Basic data compression to save watch memory use.

Good morning everyone, 

In one of my applications I have a very large array that is full of float values,  ( up to around 150 float values ), and I would like to convert each array float into a 4 digit  value ( always with two decimal places, and allways with value less that 99, and always an integer ), and then combine several of the array values into a single number. 

For example [1.2344667,24.565544,32.342354,77.3424234]   would become 0123245732347734

My array of 150 float values, would then become an array of 33 numbers..... and I could have lots of these arrays.

I need to retain accuracy with the number, so my question is how many of these 4 digit, non signed , non decimal  numbers should I be able to group and store as non signed integers?

I might have for example, 200 arrays each with 150 values, and the watch memory cannot cope with that number of vlaues.

  • You'll need to add the code that uncompresses them, and the uncompressed values will also be in the memory, so I'm not sure how much you'll really save.

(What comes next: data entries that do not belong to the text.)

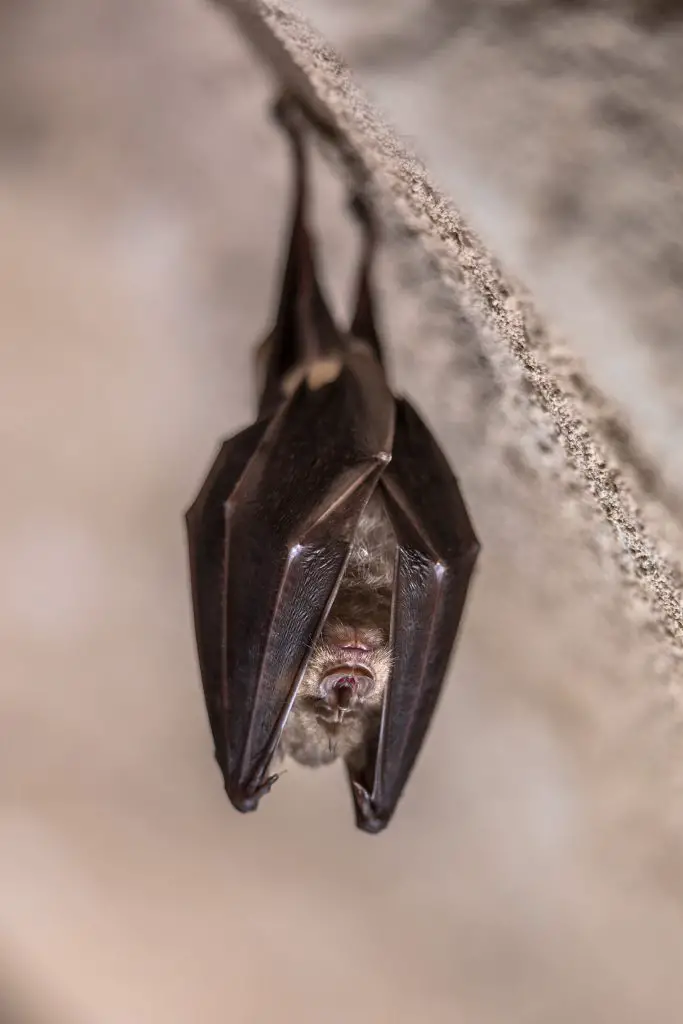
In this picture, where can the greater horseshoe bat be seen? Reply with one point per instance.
(330, 550)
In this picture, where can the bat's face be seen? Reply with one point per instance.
(339, 700)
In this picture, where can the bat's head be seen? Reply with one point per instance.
(338, 707)
(339, 700)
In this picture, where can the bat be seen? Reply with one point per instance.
(330, 549)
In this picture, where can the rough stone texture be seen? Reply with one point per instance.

Do you want to be able to keep only 1 array of 150 floats in the memory uncompressed, and as much as possible of these arrays?

    You might also be able to put them as json in the resources, thus they are not in the memory, and you load them on demand. That might save you lots of coding of this "decompressor".

    But if you really want to compress then what you can do is either BCD (https://en.wikipedia.org/wiki/Binary-coded_decimal) or maybe even slightly more compressed fixed point fractional (https://en.wikipedia.org/wiki/Fixed-point_arithmetic)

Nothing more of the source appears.